日子一天一天地过。金陵的春天短得像一声叹息,枇杷树上的青果还攥着拳头没松开,梧桐的新叶已经从嫩绿变成了深绿。
周妈腌的咸鸭蛋快满一坛了,坛口封着黄泥,闻得到淡淡的咸香。每天早上一碗热粥配半个流油的蛋黄,摆在沈见微面前的时候,周妈总用围裙擦着手说“小姐太瘦了,多吃点”。
沈见微每天照常上学,照常放学,照常坐在餐桌前吃饭。
陆北辰还是忙,有时候回来得晚,她听见院门响,听见他的脚步声从客厅门口过去,一步,两步,三步,踩在木楼梯上。
偶尔碰上目光,他会停下来,点一下头,问一句“功课怎么样”,语气是温和的,和从前一样。
只是从前他问完,会走过来坐在她旁边,看她写作业;现在他问完,就转身上楼了。
那天早上沈见微醒得很早。
天刚蒙蒙亮,麻雀在檐下叽叽喳喳地叫。她翻了个身,盯着帐顶的木纹看了片刻,起身换了衣裳,推开房门往楼下走。

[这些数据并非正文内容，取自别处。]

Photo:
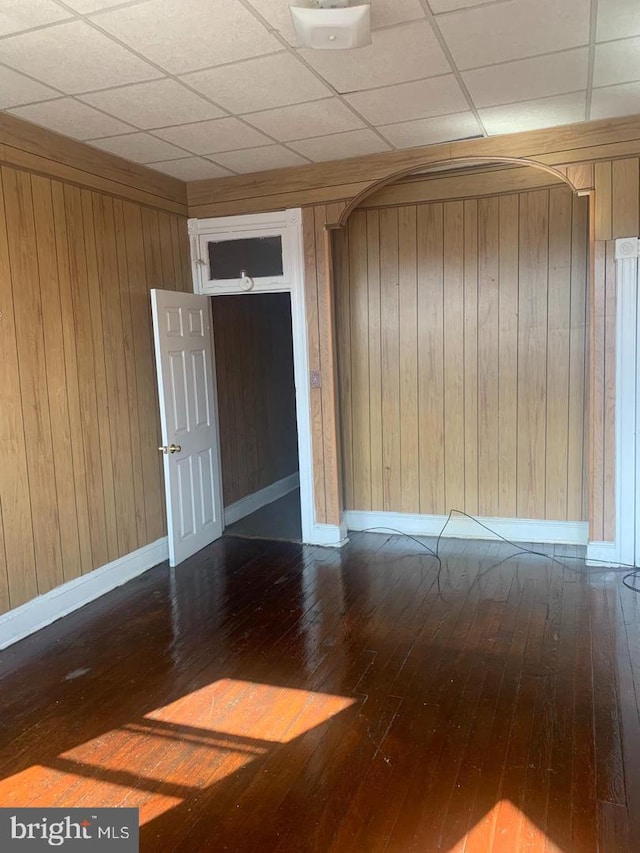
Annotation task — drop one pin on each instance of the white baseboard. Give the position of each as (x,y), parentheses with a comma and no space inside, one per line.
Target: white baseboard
(47,608)
(255,501)
(602,553)
(516,529)
(328,535)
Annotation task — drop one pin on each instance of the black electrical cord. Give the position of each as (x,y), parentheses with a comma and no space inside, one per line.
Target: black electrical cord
(520,549)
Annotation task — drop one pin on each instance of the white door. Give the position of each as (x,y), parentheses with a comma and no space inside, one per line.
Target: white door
(186,384)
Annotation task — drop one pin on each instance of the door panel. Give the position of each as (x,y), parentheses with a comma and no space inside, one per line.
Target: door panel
(185,361)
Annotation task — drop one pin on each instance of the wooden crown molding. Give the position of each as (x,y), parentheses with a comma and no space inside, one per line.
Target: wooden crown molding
(28,146)
(322,183)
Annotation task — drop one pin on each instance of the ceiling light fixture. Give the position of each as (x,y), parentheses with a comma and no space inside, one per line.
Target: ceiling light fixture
(332,24)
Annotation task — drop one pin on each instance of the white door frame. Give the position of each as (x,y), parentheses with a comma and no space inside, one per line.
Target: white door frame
(626,547)
(289,224)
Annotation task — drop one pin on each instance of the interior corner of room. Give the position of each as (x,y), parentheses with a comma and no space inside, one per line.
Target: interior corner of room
(460,346)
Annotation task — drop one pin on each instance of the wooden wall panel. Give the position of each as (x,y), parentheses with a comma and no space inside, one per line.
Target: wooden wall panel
(256,392)
(321,341)
(532,353)
(509,258)
(625,185)
(430,223)
(81,483)
(500,346)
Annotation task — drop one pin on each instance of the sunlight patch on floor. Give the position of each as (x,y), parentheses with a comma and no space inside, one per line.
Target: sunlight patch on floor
(507,825)
(176,751)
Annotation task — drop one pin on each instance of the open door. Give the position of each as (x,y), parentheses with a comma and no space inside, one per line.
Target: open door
(186,376)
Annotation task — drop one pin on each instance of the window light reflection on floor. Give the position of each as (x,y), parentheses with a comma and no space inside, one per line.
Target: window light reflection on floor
(176,751)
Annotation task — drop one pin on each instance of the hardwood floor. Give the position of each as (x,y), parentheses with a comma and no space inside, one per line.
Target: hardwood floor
(265,696)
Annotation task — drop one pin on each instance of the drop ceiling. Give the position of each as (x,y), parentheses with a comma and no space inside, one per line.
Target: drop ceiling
(208,88)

走到楼梯拐角的时候,厨房里传来周妈和方叔说话的声音。
周妈在灶前熬粥,木勺搅着锅底,一圈一圈地转;方叔坐在厨房门口的小马扎上剥毛豆,豆壳扔进竹篮里,发出细碎的哗啦声。
“巷口老赵家的闺女,上个月订了婚。”周妈舀了一勺粥尝了尝咸淡,随口念叨着,“婆家在夫子庙开茶叶铺,家底厚,人也老实。那闺女比咱们小姐还小一岁呢,看着就乖巧。”
方叔嗯了一声,石磨又转了两圈。豆浆顺着磨盘流下来,在瓷盆里积起浅浅的一层。
“小姐明年就毕业了。将来不知道谁家有这个福气。”周妈放下筷子,拿围裙擦了擦手,“得好好把关——家里要清白,人得端正,不能有那些乱七八糟的事。咱们小姐是我看着长大的,跟我亲闺女一样,要是嫁得不好,我第一个不答应。”
“有先生呢。”方叔的声音闷闷的,手里的毛豆壳扔得轻了些,“先生疼她,比谁都疼,会替她想好的。
“先生疼是疼,可他一个大男人,哪懂姑娘家的心思。”周妈叹了口气,往灶膛里添了一把柴,火苗腾地窜上来,映得她脸上暖融融的,“以后小姐出了这门,逢年过节回来,我还给她做荠菜馄饨,给她装一坛咸鸭蛋,再摘一筐她最爱吃的枇杷。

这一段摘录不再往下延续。